Garbage collection mechanism for PHP5.3

Source: Internet
Author: User
Garbage collection mechanism for PHP5.3

  1. Struct _ zval_struct {
  2. /* Variable information */
  3. Zvalue_value value;/* value */
  4. Zend_uint refcount _ gc;
  5. Zend_uchar type;/* active type */
  6. Zend_uchar is_ref _ gc;
  7. };

Compared with versions earlier than PHP5.3, the reference counting field refcount and the referenced field is_ref both add _ gc to the end of the field for the new garbage collection mechanism.
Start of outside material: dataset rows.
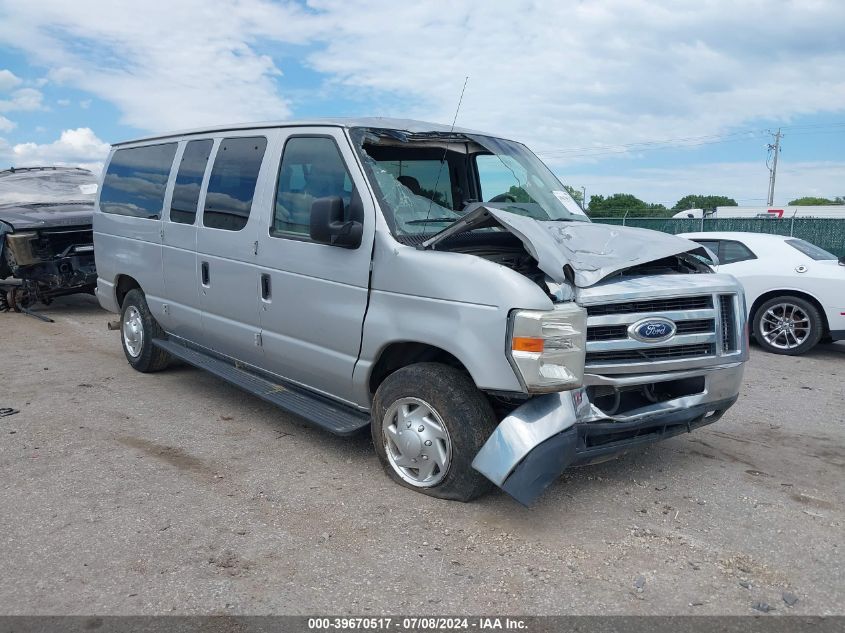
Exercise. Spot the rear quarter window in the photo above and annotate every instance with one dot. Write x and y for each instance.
(136, 179)
(231, 186)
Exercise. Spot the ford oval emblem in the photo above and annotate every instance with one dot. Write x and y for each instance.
(652, 330)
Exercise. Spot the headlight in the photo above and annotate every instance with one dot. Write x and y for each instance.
(547, 349)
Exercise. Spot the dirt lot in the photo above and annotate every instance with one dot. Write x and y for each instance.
(175, 493)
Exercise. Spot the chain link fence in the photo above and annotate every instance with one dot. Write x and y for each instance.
(829, 234)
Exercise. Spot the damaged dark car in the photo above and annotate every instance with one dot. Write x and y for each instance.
(46, 237)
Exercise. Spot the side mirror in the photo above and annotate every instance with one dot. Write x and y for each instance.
(329, 226)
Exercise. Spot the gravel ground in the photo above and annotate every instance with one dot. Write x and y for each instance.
(125, 493)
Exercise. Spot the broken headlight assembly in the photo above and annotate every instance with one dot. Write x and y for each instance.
(547, 348)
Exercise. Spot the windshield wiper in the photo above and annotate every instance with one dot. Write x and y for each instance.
(431, 220)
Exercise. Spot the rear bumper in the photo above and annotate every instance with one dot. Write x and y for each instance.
(533, 445)
(106, 295)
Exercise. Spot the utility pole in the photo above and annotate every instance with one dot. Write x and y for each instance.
(773, 170)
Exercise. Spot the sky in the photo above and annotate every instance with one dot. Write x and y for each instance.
(656, 98)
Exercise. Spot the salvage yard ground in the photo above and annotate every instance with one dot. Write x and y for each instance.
(176, 493)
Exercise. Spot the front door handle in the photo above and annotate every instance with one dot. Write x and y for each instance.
(266, 293)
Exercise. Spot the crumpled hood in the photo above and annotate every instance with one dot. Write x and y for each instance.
(39, 216)
(590, 251)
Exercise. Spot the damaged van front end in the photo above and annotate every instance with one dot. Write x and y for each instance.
(46, 237)
(636, 387)
(632, 353)
(616, 337)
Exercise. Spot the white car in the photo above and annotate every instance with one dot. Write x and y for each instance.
(795, 291)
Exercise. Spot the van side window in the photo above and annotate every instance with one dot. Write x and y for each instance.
(231, 186)
(136, 179)
(311, 168)
(186, 191)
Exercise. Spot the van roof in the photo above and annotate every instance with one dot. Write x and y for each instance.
(407, 125)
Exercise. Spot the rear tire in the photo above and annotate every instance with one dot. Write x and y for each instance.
(138, 328)
(788, 325)
(429, 422)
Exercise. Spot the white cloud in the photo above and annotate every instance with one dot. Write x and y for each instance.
(8, 80)
(746, 182)
(568, 74)
(161, 76)
(79, 147)
(23, 99)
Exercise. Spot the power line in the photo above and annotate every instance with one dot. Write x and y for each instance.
(774, 149)
(682, 142)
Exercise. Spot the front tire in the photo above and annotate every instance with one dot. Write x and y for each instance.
(138, 328)
(788, 325)
(429, 422)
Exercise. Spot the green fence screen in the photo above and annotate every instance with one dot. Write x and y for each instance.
(826, 233)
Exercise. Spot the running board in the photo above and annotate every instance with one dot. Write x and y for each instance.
(319, 411)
In the source code style of PHP, a large number of macros are very distinctive. These macros are equivalent to an interface layer, which shields some underlying implementations below the interface layer, such as ALLOC_ZVAL macros. before PHP5.3, this macro directly calls the PHP memory management allocation function emalloc to allocate memory, the size of the allocated memory is determined by the variable type. After the garbage collection mechanism is introduced, the ALLOC_ZVAL macro uses the new garbage collection unit structure directly. the allocated size is the same, all of which are the memory size occupied by the zval_gc_info struct. after the memory is allocated, initializes the garbage collection mechanism of this struct.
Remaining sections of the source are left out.